Finding eggs buried in your garden raises many questions, the first and most important being the type of egg and its origin. Some eggs will not harm your garden, while others may hatch animals that will eat your plants and damage your soil. Identifying the eggs before they begin to hatch is a good way to determine whether to leave them or move them.
Examine the eggs and write down their characteristics. Take a snapshot, if you can. If the eggs and solid and separate--like chicken eggs, for example--they're less likely to be insect eggs. If the eggs are clumped in a pouch, they may be insects. Note whether they're scattered and buried or all buried together.
Look at the habitat where the garden is located. Determine how far away any ponds may be and whether you see animals in your garden. Turtles sometimes bury their eggs, as do snakes. Any information you have about what species are located near your garden can help you get a good starting point.
Touch the eggs, if you can. Snake eggs are leathery and soft. Bird eggs are tough, without much give. Turtle eggs, like snake eggs, are leathery, but much tougher with less give. Insect eggs tend to be smaller, stickier and can easily be broken--they don't have an outer shell like other eggs.

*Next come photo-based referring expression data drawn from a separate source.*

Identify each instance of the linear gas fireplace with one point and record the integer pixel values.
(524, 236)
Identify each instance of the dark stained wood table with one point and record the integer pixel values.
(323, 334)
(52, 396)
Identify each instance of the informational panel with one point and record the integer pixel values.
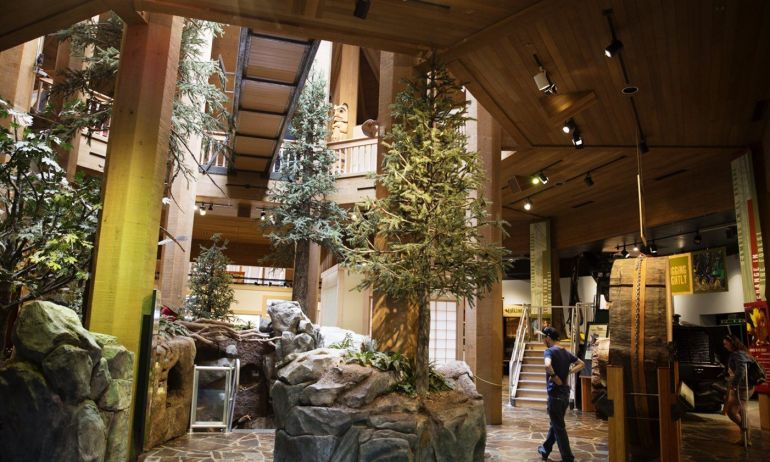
(758, 329)
(680, 273)
(749, 233)
(540, 263)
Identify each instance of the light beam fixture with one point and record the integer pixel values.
(362, 8)
(569, 126)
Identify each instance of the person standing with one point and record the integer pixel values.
(559, 364)
(739, 390)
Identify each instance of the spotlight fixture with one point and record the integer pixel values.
(362, 8)
(577, 139)
(643, 148)
(569, 126)
(613, 48)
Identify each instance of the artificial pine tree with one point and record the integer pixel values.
(210, 292)
(302, 213)
(423, 239)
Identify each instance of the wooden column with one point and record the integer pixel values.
(486, 338)
(394, 324)
(17, 75)
(127, 244)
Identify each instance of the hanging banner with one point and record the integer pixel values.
(708, 271)
(758, 329)
(749, 233)
(680, 273)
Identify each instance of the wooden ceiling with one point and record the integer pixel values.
(702, 69)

Create a list of likely suspects for the egg type. If turtles are first on your list, go to the library and use a field guide that includes local turtle types. Look at the gestation information and be sure you're in the correct season. Read the descriptions and examine any photographs of the egg. If none match with the eggs you found, move to the next animal on the list.
Bring your file with photographs of the eggs and details about them to a ranger at a local state park. He should be able to help you identify the eggs if all else fails.